—Lo estoy.
—Entonces, quédate en Merilon. Pero al menos, abandona la casa esta noche. Sería una lástima —añadió Saryon, pidiendo a aquel dios en el que ya no creía que le perdonara aquella mentira— que estando tan cerca de obtener tu herencia lo perdieras todo por falta de precaución. Creo que...
—¡Muy bien! Quizá tengáis razón —interrumpió Joram con impaciencia—. Pero ¿dónde podría esconderme? ¿Y qué hay de vos?
—Podrías esconderte donde hemos estado escondidos todo el día: la Arboleda de Merlyn —dijo Simkin—. Mortalmente aburridos, además, debería añadir.
—Yo estaré bien aquí —repuso Saryon—. Como Padre Dunstable, soy el que está más seguro de todos. El hecho de que yo me fuera resultaría altamente sospechoso. Tal y como están las cosas, a lo mejor puedo despistarlos.

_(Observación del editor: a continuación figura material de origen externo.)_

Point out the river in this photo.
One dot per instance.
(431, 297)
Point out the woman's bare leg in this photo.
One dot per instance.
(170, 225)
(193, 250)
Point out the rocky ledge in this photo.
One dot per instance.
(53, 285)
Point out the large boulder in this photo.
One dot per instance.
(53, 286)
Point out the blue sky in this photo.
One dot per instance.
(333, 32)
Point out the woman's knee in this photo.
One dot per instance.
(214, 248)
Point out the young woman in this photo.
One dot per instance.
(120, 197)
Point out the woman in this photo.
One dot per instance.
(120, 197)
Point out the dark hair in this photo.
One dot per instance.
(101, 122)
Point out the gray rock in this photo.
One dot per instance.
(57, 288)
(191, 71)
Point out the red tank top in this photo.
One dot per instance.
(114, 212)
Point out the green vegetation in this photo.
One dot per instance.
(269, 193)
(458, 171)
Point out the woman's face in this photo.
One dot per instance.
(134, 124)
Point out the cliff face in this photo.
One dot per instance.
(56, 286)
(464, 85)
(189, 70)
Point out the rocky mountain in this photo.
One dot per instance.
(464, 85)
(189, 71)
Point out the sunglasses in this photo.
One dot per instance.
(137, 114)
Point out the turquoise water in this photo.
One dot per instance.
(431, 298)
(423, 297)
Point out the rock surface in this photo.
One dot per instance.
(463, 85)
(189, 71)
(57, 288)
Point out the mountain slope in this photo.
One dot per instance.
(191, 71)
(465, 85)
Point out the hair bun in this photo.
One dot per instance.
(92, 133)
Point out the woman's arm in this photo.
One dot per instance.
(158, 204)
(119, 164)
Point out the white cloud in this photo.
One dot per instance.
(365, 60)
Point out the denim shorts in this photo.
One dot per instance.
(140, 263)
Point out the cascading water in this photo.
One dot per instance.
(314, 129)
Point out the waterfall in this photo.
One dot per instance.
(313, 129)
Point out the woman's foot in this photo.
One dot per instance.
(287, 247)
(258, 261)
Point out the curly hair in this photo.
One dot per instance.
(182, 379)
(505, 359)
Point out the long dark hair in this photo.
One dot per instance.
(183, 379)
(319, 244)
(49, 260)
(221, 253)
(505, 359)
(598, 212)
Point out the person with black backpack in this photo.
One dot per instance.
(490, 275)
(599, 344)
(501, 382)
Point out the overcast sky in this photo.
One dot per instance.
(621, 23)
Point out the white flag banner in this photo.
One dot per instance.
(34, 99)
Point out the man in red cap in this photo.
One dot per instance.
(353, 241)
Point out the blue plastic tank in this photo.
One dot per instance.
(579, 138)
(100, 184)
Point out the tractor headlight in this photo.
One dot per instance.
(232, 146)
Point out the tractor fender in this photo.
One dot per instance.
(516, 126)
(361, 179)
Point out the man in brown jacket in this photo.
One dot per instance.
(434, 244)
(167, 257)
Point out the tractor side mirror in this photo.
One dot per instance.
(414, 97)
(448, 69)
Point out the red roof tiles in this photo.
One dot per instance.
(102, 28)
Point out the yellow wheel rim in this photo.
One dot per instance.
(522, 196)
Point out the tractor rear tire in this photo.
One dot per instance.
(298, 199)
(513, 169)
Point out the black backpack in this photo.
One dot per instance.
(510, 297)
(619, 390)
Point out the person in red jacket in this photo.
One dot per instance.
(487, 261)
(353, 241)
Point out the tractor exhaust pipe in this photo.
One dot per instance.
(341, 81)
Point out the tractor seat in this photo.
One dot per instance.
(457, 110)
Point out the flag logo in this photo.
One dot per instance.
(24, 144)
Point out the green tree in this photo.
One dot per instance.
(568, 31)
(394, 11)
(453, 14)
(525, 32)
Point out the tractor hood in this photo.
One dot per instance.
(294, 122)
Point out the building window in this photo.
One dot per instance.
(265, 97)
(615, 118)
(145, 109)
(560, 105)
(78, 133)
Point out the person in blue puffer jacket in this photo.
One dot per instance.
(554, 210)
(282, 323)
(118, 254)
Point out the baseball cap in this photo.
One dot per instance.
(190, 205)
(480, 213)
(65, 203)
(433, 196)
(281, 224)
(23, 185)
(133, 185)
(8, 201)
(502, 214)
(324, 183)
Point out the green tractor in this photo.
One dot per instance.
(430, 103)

—No sé por qué estáis todos tan preocupados por nuestro Amigo Calvo —observó Simkin, su propio bigote cayéndole sobre el rostro melancólico—. ¡Soy yo quien debería estar deprimido! ¡He iniciado una nueva moda que, yo personalmente, encuentro vergonzosa! Todos los miembros de la corte van vestidos como si pensaran salir a revolcarse con los cerdos o corretear por los campos.
—Deberíamos marcharnos —les recordó Mosiah, poniéndose nervioso—. ¡Tengo la sensación de que me vigilan ojos que no veo y me tocan manos que no puedo sentir! Me está desquiciando los nervios. Pero no creo que debamos escondernos en la Arboleda. Deberíamos abandonar la ciudad. Ahora. Esta noche. Podemos viajar sin peligro durante la noche. Seguirán persiguiendo todavía a los cientos de Mosiahs que hay corriendo por ahí. Simkin podría convertirnos a todos en Mosiahs y podríamos cruzar la Puerta entre la confusión.
—¡No! —exclamó Joram, impaciente, dándose la vuelta.
Pero Mosiah se volvió para colocarse frente a su amigo, de modo que Joram se vio obligado a encararse con él.
—Este lugar no es para nosotros —le dijo Mosiah, muy serio—. Es hermoso y es maravilloso, pero... ¡nada aquí es real! ¡Estas gentes no son reales! Ya sé que no me estoy explicando muy bien... —vaciló, reflexionando—. ¡Pero cuando creé las imágenes de nuestra casa, las imágenes de nuestros amigos y de nuestras familias, parecían más vivas que las personas vivas que las observaban!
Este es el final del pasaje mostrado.